Mes bagages rangés, j’essaie de m’informer sur le fonctionnement de cet outil qui assure depuis des décennies le trafic de marchandises et de personnes, mais que je n’avais jamais eu l’occasion d’emprunter. J’apprends alors que c’est la Société de transport ivoiro-burkinabè(STIB), contrôlée par un Burkinabè, Issaka Sawadogo qui exploite les trains, loués par Sitarail.
Tout a commencé en septembre 2002 avec la crise politico-militaire qui a coupé la Côte d’Ivoire en deux. Accusé par les autorités ivoiriennes de soutenir les rebelles qui occupaient le Nord, le gouvernement burkinabè avait purement et simplement fermé sa frontière avec son voisin. Le trafic était alors suspendu entre les deux pays, y compris le trafic de bétail. Les commerçants avaient dû se tourner vers les autres pays de la région comme le Bénin, le Ghana et le Nigeria. C’est alors que la STIB entre alors en jeu. Elle négocie avec les rebelles, l’Etat de Côte d’Ivoire et celui du Burkina pour trouver une solution à la reprise du trafic, tout en empêchant les infiltrations de part et d’autre. Depuis lors, ceux qui avaient l’habitude de prendre le train en conviennent : Rien n’est plus comme avant. « Il n’y a plus de surcharge dans les trains et l’époque où les couloirs étaient obstrués par des bagages est révolue. Chaque passager muni dans d’un ticket a désormais son siège ; on ne voyage plus debout, avec parfois des animaux comme c’était le cas », explique un salarié de Sitarail.
A 10h25mn, le signal sonore retentit.
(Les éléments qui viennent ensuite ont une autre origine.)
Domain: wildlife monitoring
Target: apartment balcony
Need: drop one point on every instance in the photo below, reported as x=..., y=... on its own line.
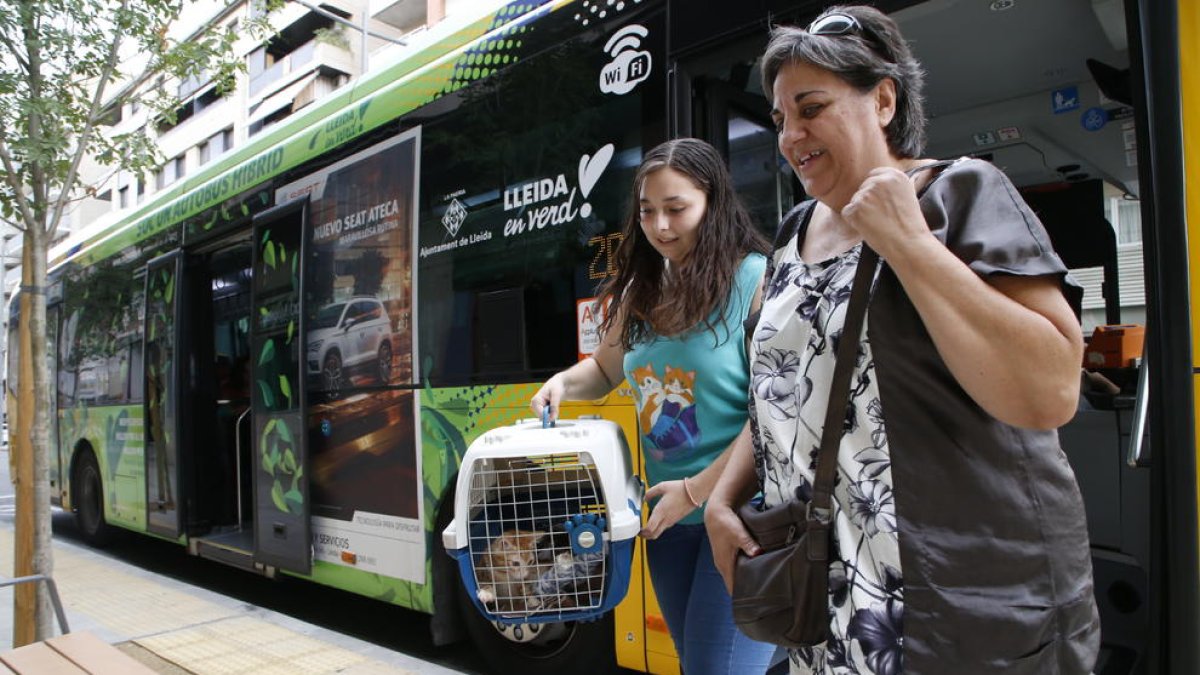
x=307, y=58
x=402, y=15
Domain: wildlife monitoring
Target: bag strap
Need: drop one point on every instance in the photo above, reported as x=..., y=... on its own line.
x=839, y=389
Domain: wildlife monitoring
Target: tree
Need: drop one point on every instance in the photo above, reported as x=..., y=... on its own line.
x=65, y=67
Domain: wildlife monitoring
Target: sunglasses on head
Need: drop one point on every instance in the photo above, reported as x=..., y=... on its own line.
x=834, y=25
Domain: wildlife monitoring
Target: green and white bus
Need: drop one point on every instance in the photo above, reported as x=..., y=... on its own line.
x=280, y=360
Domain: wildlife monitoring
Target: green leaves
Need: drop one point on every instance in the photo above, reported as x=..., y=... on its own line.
x=279, y=459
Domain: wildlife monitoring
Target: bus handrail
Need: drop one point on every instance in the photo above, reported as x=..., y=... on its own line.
x=1140, y=407
x=237, y=442
x=54, y=595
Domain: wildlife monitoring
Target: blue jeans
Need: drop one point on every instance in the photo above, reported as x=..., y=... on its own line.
x=697, y=608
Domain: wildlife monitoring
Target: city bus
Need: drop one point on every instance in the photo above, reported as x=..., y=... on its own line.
x=280, y=360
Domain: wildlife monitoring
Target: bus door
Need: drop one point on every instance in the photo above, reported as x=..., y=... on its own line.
x=163, y=375
x=736, y=123
x=279, y=440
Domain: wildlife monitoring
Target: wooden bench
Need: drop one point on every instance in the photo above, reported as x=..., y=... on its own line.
x=71, y=655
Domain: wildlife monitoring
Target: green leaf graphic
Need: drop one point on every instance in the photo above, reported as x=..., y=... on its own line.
x=277, y=497
x=268, y=352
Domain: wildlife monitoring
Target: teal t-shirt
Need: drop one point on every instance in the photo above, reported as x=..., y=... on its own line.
x=691, y=389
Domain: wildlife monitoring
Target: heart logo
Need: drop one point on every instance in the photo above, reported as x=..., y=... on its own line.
x=592, y=167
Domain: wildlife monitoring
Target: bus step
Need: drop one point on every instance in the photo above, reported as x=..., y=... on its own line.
x=228, y=553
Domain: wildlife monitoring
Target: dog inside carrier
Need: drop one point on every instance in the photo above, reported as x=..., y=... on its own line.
x=547, y=527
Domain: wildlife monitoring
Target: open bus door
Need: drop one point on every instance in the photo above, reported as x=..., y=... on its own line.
x=279, y=440
x=163, y=375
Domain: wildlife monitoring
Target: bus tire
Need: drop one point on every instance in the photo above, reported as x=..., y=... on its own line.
x=576, y=646
x=88, y=495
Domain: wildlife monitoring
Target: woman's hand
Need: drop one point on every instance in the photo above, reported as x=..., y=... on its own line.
x=551, y=394
x=727, y=536
x=886, y=211
x=671, y=508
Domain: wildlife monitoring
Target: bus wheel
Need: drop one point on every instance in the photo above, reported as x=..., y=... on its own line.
x=331, y=372
x=89, y=501
x=384, y=360
x=546, y=649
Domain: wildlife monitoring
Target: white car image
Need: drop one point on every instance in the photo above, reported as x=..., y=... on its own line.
x=354, y=334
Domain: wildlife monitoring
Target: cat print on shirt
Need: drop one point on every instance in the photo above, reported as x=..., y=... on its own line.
x=652, y=394
x=667, y=413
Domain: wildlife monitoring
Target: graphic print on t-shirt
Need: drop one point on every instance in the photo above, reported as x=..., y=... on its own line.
x=667, y=413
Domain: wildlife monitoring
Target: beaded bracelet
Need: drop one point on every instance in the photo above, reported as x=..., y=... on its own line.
x=687, y=490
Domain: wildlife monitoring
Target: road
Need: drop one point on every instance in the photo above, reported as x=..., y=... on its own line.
x=387, y=626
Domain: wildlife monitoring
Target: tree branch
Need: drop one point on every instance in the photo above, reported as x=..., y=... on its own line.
x=18, y=187
x=97, y=105
x=12, y=51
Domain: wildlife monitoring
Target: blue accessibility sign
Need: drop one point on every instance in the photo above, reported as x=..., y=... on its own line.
x=1065, y=100
x=1093, y=119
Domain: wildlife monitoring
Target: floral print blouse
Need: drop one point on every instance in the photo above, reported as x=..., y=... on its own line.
x=960, y=542
x=792, y=360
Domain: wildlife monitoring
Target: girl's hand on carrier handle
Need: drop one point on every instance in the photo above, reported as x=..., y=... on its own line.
x=551, y=394
x=672, y=507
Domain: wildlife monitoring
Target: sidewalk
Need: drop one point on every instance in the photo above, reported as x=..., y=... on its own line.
x=177, y=628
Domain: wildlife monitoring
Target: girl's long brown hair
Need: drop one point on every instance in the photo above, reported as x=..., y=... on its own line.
x=658, y=302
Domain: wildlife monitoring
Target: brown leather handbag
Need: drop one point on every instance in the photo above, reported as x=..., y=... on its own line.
x=781, y=595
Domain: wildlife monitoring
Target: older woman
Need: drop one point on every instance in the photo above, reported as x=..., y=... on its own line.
x=959, y=536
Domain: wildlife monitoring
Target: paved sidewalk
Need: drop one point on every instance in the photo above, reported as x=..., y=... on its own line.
x=177, y=628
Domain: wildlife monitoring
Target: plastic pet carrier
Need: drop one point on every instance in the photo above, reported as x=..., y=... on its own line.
x=545, y=519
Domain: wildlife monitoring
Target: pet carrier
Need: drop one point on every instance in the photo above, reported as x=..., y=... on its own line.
x=545, y=519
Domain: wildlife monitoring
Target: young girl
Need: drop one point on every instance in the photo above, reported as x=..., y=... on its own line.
x=689, y=270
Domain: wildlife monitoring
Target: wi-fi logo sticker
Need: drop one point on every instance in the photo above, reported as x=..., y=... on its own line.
x=630, y=64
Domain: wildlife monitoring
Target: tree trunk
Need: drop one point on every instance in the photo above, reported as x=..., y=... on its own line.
x=33, y=551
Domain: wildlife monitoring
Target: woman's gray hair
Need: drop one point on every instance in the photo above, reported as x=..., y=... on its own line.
x=862, y=59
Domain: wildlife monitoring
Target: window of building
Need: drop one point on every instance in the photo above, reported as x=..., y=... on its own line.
x=215, y=145
x=189, y=109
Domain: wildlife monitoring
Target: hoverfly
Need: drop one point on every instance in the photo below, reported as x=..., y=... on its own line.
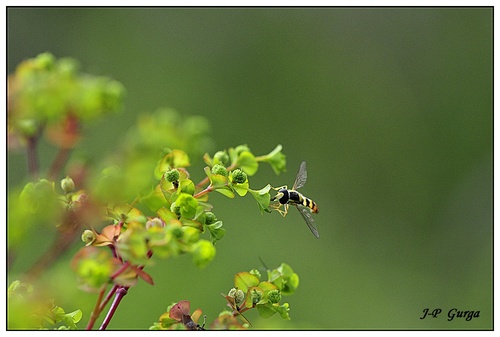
x=288, y=197
x=180, y=312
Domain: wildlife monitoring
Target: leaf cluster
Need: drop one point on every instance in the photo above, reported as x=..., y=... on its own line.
x=249, y=292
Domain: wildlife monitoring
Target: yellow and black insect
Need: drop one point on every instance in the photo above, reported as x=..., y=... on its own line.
x=288, y=197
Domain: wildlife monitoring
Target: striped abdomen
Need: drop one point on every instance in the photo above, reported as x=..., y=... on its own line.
x=295, y=197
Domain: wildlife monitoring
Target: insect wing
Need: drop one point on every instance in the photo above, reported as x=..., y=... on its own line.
x=306, y=214
x=301, y=176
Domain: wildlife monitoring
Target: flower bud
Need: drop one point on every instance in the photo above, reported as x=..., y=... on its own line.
x=155, y=222
x=221, y=157
x=175, y=209
x=219, y=169
x=238, y=295
x=274, y=296
x=256, y=296
x=88, y=237
x=240, y=148
x=67, y=185
x=255, y=272
x=232, y=292
x=172, y=175
x=238, y=176
x=210, y=218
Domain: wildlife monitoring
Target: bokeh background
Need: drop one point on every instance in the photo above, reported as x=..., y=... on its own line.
x=390, y=107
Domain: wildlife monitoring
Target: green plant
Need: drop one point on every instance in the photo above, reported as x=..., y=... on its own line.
x=138, y=204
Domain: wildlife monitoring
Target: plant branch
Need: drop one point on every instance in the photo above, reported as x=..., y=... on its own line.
x=205, y=191
x=95, y=313
x=59, y=161
x=32, y=156
x=120, y=292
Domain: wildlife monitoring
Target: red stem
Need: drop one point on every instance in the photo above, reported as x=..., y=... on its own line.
x=32, y=157
x=120, y=292
x=95, y=313
x=58, y=163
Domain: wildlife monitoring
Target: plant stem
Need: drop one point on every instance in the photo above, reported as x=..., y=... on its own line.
x=58, y=163
x=205, y=191
x=32, y=157
x=108, y=297
x=120, y=292
x=95, y=313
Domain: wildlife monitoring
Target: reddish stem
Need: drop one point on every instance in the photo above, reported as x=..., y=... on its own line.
x=95, y=313
x=32, y=157
x=120, y=292
x=205, y=191
x=59, y=161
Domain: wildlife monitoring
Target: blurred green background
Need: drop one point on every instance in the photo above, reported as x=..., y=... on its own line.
x=390, y=107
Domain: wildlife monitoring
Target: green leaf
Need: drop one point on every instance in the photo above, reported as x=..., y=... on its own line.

Les derniers passagers se pressent de monter. Les portes se ferment et effectivement, à 10h30 pile, le train s’ébranle. On atteint très vite Adjamé, quartier populaire d’Abidjan. Des maisons de fortune, faites de vieilles tôles, des tas ordures en carton et en plastiques ornent le long de la voix ferrée. Au passage, on aperçoit l’imposant bâtiment de l’ONUCI. Vingt minutes après le départ, on atteint la gare du même quartier. A peine une minute d’arrêt et le train repart, fendant au passage un nuage de fumée que dégage l’incinération à ciel ouvert d’ordures plastiques.
En première classe, la climatisation est déjà à fond. Un écran vidéo, que s’affaire à faire fonctionner une dame, crache des décibels qu’elle refuse de baisser. « C’est comme ça monsieur, on baisse seulement la nuit », me répond t-elle sèchement alors que je lui demande de diminuer le volume. Il faut donc supporter les nuisances sonores, et regarder des clips de coupé-décaler de mauvaise qualité, un son médiocre et des images floues montrant des filles dans des postures lascives, se trémousser sans grande créativité artistique. Tant pis pour ceux qui ont payé cher le billet de première en espérant profiter de la tranquillité pour se reposer.
A 11h06, deuxième escale à la gare de Banco. Des femmes commerçantes sont installées à peine 2 mètres des rails. Je tire les rideaux pour mieux apprécier le paysage quand on m’intime l’ordre via un mégaphone de les refermer immédiatement. Je demande pourquoi ; on me répond que c’est comme ça !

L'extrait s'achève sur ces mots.